The average reading speed for adults is 300 words a minute. To put this in context, it would take an average reader about 11,866 minutes to read War and Peace from cover to cover.

Why is this relevant to security?

When it comes to security research, manual monitoring and analysis of the increasingly large-scale and changing data sets involved is no longer humanly possible. An average organisation would need banks of people reading network log to comprehensively monitor their growing data logs. Assuming they're able to efficiently interpret what they're reading, they couldn't be expected to cross-reference their intelligence against what their colleagues have learned to see the full picture.

Joining the dots – visually

Using smart data visualisation combined with intelligent data mining eradicates the need to physically read data sets. Connections can be drawn between data points and the necessary observations can also be made through visualisation that may not be obvious in text.

The security field offers an endless number of applicable uses for the visualisation of loosely related data. Firewall, intrusion detection and prevention systems (IDS/IPS), and malware infection alerts could, for instance, be visualized to expose a malicious actor's previously unrecognized activity patterns. Data visualisation can simplify the current state of a complex IT system in an accurate and elegant fashion.

Getting visual

Also called frame networks, semantic networks can represent any desired relationship between defined concepts or entities in the form of a visualisation. Such networks consist of nodes which represent the entities being examined, and edges (the connections between the nodes) that describe the relationships between the entities. A semantic network representing a company's IT environment might consist of nodes that represent various types of server characteristics and environments (HTTP, Mail, NTP, SSH ...), and edges that specify relationships and their attributes (channels, ports, traffic, bandwidth, etc.)

But during the creation of any semantic network it is up to the user to define the entities and relationships. The nodes and edges of a semantic network, taken together, are called its domain and represent the model of the underlying information.

There is more than one way to model any given problem, but it is always best to approach the problem with the available data in mind. When a model has been decided upon, the source data should be parsed so as to populate a relational data set that follows the model.

Driven by data
Having designed the model and extracted the data, the next logical step is to derive insights from the shape of the resulting semantic network. Consider the following example:

(Image courtesy of OpenDNS, via OpenGraphiti)
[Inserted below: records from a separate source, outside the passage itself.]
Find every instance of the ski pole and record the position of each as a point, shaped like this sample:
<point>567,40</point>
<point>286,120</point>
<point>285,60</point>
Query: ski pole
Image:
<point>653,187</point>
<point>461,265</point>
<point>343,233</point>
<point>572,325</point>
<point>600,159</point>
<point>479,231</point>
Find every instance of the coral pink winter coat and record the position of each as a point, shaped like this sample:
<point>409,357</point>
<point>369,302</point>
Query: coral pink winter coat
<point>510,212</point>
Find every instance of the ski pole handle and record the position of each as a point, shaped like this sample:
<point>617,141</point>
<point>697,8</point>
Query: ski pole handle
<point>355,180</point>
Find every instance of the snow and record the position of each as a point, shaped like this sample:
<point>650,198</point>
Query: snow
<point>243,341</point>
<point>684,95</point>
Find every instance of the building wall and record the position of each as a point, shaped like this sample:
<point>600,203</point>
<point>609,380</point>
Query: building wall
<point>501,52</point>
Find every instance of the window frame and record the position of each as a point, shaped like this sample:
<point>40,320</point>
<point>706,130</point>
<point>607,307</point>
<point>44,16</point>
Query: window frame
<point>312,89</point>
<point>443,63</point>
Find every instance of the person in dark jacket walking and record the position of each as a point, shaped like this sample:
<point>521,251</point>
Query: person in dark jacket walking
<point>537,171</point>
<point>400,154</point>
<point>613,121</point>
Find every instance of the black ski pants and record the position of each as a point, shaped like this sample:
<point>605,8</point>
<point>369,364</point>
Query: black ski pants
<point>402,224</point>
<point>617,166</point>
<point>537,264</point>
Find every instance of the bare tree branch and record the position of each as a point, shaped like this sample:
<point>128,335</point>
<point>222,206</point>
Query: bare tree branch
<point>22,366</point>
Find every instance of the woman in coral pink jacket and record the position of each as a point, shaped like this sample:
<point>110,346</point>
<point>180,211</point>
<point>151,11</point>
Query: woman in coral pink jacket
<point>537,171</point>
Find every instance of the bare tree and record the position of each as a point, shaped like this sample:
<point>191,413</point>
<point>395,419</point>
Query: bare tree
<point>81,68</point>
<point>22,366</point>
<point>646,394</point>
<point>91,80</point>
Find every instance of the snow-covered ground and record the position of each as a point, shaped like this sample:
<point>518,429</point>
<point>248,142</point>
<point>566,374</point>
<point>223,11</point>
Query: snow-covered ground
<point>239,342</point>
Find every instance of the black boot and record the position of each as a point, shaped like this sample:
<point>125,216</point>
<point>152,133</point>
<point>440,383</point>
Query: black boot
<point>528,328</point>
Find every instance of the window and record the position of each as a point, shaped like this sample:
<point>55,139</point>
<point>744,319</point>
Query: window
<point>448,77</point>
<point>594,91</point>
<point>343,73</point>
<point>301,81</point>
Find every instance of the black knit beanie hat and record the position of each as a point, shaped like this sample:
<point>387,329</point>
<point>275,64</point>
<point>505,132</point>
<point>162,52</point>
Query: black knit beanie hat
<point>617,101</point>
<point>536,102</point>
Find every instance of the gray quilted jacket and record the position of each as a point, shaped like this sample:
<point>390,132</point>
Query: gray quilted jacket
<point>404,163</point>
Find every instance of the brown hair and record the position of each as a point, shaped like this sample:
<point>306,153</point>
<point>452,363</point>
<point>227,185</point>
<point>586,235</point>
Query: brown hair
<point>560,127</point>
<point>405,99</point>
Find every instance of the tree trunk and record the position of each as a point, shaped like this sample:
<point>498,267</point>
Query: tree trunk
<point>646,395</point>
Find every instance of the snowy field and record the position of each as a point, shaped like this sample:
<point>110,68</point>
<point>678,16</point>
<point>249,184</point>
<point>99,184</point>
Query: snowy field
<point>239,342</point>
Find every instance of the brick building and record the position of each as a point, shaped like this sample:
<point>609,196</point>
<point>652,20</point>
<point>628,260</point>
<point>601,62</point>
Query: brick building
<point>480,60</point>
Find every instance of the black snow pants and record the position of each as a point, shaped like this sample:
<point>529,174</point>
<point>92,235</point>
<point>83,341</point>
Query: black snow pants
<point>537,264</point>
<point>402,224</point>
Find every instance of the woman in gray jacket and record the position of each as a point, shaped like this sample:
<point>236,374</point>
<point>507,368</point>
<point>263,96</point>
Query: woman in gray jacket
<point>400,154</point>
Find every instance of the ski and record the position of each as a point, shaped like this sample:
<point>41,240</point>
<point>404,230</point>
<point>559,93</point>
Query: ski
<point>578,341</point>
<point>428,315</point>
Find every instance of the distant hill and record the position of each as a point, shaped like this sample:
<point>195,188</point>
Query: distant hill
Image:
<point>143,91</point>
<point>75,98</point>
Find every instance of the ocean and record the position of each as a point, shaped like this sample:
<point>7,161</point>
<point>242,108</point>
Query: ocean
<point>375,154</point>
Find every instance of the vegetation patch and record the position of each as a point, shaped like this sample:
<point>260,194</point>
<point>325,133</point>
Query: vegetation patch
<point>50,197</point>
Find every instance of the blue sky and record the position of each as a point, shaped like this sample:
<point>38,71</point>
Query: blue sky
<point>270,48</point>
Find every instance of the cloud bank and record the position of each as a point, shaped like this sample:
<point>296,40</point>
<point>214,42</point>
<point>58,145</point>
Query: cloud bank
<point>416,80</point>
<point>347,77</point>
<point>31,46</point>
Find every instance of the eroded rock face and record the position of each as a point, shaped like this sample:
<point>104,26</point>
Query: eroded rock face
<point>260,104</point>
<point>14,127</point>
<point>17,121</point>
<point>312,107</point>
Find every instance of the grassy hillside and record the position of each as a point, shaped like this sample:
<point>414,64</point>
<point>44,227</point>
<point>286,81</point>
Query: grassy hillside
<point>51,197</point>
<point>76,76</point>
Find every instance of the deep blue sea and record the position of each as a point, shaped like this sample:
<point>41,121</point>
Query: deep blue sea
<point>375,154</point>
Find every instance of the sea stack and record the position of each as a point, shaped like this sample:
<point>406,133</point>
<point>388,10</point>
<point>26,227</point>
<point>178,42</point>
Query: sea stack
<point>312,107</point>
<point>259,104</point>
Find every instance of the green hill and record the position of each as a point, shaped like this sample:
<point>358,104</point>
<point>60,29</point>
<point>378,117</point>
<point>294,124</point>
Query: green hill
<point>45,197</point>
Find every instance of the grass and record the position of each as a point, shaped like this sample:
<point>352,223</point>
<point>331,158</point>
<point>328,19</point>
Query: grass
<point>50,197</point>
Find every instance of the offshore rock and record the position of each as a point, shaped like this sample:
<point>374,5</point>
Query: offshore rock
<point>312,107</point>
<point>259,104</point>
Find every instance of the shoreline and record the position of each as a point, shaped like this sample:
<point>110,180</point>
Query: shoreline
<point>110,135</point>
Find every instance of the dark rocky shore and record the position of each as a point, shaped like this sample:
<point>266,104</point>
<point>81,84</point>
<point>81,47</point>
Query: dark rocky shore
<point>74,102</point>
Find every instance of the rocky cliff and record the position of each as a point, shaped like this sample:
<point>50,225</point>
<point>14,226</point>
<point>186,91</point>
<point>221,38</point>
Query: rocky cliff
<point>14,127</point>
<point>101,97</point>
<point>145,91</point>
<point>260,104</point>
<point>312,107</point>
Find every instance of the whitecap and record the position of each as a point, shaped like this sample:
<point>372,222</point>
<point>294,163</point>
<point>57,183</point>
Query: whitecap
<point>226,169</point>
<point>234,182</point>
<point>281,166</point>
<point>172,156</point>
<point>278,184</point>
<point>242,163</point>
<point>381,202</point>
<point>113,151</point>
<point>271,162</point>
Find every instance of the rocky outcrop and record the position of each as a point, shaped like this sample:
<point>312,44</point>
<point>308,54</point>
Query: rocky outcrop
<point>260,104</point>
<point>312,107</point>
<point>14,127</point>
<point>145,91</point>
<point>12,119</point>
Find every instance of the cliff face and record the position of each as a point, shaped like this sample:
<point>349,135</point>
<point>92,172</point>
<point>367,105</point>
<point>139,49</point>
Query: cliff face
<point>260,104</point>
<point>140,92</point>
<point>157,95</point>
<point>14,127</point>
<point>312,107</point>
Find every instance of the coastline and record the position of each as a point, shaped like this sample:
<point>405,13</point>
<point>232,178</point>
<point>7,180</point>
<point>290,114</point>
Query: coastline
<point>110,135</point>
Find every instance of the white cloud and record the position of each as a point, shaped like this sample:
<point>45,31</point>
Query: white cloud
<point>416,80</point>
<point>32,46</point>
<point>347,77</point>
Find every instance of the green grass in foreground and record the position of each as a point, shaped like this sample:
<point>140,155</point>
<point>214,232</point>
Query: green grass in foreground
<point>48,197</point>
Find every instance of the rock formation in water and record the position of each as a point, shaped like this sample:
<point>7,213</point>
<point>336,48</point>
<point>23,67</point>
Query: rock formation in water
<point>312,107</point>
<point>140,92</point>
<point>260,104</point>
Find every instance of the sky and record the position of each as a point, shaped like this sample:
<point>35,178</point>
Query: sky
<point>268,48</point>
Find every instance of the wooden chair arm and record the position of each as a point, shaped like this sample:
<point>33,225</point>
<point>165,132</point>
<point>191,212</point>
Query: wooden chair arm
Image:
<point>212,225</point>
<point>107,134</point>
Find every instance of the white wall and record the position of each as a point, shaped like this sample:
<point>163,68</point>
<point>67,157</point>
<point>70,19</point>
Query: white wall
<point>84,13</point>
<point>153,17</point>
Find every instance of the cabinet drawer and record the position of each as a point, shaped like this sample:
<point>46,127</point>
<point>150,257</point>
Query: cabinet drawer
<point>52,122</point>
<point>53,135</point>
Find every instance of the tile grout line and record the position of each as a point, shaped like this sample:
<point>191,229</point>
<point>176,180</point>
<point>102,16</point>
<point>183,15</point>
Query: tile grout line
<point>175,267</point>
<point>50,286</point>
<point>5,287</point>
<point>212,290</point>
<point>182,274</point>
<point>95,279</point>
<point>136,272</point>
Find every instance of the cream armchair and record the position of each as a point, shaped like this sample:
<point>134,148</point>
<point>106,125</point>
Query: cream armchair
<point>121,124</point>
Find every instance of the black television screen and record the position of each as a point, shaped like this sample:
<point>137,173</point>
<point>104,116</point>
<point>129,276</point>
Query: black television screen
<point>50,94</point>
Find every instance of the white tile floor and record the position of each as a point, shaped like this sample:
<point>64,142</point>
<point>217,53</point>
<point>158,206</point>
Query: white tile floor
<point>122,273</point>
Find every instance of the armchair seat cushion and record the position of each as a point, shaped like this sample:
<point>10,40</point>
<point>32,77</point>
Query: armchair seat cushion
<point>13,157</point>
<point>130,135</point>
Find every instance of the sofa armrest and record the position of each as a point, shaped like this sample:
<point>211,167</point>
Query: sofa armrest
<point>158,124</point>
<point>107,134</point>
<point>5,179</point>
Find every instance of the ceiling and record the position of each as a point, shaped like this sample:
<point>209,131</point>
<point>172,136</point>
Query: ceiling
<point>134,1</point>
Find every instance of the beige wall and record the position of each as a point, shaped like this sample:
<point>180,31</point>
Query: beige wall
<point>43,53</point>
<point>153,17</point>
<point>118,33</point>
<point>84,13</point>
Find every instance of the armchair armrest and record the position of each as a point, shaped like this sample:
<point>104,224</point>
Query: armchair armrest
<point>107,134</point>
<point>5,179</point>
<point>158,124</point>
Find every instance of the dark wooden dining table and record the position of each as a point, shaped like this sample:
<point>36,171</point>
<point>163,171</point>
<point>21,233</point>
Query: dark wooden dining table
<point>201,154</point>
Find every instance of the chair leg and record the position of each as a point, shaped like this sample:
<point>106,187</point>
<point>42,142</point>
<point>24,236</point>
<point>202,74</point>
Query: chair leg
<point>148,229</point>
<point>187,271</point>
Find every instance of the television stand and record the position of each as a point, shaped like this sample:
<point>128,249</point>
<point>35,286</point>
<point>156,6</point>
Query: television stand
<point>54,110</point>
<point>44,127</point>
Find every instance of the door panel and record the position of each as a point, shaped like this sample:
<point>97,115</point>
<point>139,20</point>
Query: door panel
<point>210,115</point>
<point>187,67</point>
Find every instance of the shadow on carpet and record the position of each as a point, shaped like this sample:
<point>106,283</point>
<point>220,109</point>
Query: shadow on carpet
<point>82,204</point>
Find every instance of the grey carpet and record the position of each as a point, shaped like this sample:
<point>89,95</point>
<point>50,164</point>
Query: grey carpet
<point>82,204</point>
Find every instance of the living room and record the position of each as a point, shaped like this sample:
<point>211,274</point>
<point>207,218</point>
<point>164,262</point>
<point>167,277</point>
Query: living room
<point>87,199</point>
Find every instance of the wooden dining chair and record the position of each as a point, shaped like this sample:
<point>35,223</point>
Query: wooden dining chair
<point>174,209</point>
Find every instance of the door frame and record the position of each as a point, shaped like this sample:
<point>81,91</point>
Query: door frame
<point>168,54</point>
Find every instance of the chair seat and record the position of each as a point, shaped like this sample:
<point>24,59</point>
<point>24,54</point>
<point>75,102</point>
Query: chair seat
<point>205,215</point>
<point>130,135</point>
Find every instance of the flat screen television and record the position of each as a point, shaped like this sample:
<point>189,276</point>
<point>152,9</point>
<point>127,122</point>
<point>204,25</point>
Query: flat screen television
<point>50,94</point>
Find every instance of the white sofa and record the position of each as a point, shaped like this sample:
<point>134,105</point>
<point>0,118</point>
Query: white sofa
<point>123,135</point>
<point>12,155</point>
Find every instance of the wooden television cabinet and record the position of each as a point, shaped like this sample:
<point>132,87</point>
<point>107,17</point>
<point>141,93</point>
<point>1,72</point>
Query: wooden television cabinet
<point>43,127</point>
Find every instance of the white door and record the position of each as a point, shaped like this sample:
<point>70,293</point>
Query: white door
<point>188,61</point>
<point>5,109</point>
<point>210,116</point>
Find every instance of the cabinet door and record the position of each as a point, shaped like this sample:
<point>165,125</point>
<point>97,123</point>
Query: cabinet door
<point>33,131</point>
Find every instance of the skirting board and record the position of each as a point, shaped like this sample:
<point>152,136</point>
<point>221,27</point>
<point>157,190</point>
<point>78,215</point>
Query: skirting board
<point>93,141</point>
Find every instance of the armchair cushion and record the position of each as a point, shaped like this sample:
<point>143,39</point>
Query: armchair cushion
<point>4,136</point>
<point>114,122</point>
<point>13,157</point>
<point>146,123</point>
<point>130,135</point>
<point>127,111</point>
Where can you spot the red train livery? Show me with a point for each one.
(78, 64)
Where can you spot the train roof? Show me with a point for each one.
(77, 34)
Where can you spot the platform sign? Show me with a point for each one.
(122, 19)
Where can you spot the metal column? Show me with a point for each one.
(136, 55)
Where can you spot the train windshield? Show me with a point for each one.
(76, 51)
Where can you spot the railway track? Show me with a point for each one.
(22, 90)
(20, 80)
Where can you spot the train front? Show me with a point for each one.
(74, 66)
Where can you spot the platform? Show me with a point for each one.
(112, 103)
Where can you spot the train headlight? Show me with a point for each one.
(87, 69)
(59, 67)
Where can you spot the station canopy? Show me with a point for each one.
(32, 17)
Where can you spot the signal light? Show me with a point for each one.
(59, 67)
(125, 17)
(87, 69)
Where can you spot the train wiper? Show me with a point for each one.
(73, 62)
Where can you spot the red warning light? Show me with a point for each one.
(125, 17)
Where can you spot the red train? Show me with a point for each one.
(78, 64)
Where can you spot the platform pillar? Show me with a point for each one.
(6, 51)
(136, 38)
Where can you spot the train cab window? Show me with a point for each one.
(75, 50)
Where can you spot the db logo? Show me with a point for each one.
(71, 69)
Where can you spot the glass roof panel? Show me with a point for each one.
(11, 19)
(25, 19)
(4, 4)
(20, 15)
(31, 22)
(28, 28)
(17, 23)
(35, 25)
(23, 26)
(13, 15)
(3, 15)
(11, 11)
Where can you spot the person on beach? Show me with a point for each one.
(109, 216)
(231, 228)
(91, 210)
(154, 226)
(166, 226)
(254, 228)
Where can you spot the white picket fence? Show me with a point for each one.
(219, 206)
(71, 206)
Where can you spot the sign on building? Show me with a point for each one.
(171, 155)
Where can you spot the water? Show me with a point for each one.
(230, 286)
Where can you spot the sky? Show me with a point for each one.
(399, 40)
This image represents email traffic inside a company. Each node represents an employee and the connections signify emails sent between them. Three realities are instantly identified: Firstly, there are three main central clusters – so suggesting that the company is located in three offices. Secondly, ‘data dust' is present throughout the image – suggesting the messaging of inactive addresses, potentially spam.  Lastly, certain nodes are connected in a group, displaying some sort of hierarchy in the communication (for example: managers, help desks, or mailing lists).

The bigger picture via a smaller window
In this era of big data, databases with billions of entries from security devices are increasingly common. Segmenting data in three ways can break the problem up into smaller, manageable chunks:

Entity grouping: Create nodes that represent groups of entities rather than individual entities, such as team nodes instead of employee nodes. Researchers can then vary the level of detail according to the type of security data being used – firewall logs, traffic files, etc. This allows the security team to see the whole model, without having to load all its constituent information upfront.

Sampling: Another way to limit the size of the data set is by selecting either a random or focused subset of the data.

Parallelisation: Rather than showing all the traffic, interpreting a random fraction of employee email will typically create a very similar image on which designs can be developed, paying heed to the sampling used.

Within every interconnected organisation there is a rich vein of intelligent data. The challenge is understanding what it's telling you. However, the reward for doing so holds the secret to solving complex security problems. Assuming you don't have any super readers in your organisation, you'll need smart data visualisation, combined with intelligent data mining, to create, or even prevent, your own fireworks.

Contributed by Thibault Reuille, a security researcher at OpenDNS and creator of OpenGraphiti, an open-source 3D data visualisation engine.